Carl Malamud is running for federal office. For head of the Government Printing Office, to be precise. But there’s no election.

No matter, he’s running anyway.

A week and a half ago, Malamud launched a virtual-roots campaign and Web site – – in a bid to be appointed by President Barack Obama as the Public Printer of the United States.

GPO may seem like a sleepy government outpost to some, but not to Malamud.

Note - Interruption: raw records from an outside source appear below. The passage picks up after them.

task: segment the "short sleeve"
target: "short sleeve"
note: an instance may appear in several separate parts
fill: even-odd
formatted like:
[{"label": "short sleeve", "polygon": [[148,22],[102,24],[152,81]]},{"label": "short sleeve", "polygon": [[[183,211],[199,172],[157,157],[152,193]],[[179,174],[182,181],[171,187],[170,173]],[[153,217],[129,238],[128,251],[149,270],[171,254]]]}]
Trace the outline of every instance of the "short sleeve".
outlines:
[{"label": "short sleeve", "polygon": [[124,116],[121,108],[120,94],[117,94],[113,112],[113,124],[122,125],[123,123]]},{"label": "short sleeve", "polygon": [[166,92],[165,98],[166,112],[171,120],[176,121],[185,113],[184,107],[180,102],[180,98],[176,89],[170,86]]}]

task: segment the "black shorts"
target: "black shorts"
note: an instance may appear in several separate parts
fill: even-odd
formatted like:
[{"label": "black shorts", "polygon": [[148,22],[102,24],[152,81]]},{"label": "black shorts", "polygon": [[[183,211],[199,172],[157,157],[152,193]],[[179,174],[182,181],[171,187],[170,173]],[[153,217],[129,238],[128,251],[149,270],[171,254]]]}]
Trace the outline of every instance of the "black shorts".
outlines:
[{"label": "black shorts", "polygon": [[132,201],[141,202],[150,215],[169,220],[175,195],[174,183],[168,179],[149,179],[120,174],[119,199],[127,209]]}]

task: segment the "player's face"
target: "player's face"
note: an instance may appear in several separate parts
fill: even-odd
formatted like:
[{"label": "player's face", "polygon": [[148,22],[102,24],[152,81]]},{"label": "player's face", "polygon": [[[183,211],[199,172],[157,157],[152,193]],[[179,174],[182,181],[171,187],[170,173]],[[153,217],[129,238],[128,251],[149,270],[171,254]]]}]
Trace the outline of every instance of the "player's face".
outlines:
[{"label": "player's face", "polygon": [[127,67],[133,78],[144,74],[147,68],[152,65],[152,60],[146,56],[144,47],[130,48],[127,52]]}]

For him, it would the opportunity of a lifetime. As founder of the California-based nonprofit group, he’s spent his career ushering years worth of government information and documents onto the Internet, greatly annoying federal officials along the way.

Carl Malamud

Carl Malamud

If appointed as head of GPO, the 49-year-old Malamud promises big changes. Among them: Make all legal materials readily accessible; tighten bonds with the nation’s librarians; create a United States Publishing Academy to educate the rest of government on how to print and publish effectively in the modern age; overhaul the Federal Register to be more useable and accessible; and post government Web sites and information to be more prominent on the Internet.

“For what it is worth, I think anybody who wants to operate at senior levels of our government owes the public as well as their potential employer a thorough, in-depth examination of what they think about the agency,” he told Federal Times. “This is particularly important to a service bureau like the GPO.”

To help his case, Malamud has fashioned an Obama-esque poster and campaign slogan: Yes We Scan.

Any bites yet from the Obama team? It doesn’t hurt that a former boss and fan of his, John Podesta, is running the Obama transition team. “He would certainly shake things up,” Podesta was quoted as saying in The New York Times.

Malamud said he’s been invited to submit “a whole bunch of information about the GPO to the president’s transition team.”